SRE tricks should not be rewarded with treats: “IRFA strongly echoes the attorneys general request that EPA not reward these potential tricks with SRE treats, and for EPA to engage with the SEC and all relevant federal agencies to ensure no refiner is misleading either the agency or public shareholders.”
EPA must fully reallocate 2023-’25 RFS exemptions to prevent demand destruction: “IRFA urges the agency to finalize the 2026-’27 RFS blending rule with the robust standard volumes as previously proposed combined with additional SRE reallocation volumes designed to account for 100 percent of the 2023-’25 SREs.”
50 percent reallocation simply does not make logical sense: “IRFA feels strongly that to suggest—after RFS rules have been proposed—that some of the zombie RINs are needed for RIN flexibility is illogical and would be detrimental to farmers while providing a windfall to refiners.”
Reallocation over two years is appropriate, but 100% reallocation is paramount: “As illogical and unsupportable as it would be, if EPA ultimately determines that 100 percent reallocation over 2026-’27 is not possible, the agency should not undermine the RFS with 50 percent reallocation.
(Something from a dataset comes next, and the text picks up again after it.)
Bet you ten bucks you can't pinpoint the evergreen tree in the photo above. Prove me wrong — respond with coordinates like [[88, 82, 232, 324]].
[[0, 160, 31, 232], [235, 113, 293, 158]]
Instead, in that scenario, IRFA urges the EPA to reallocate 100 percent of the 2023-’25 exemptions over four years.”
In conclusion, IRFA stated, “By getting the RFS back on track with robust, market-moving RFS blend levels and fully reallocating the 2023-’25 SRE zombie RINs, EPA can take the first step to turn around a struggling farm economy while boosting consumer access to lower-cost, home-grown fuels, and taking another step toward American energy dominance.”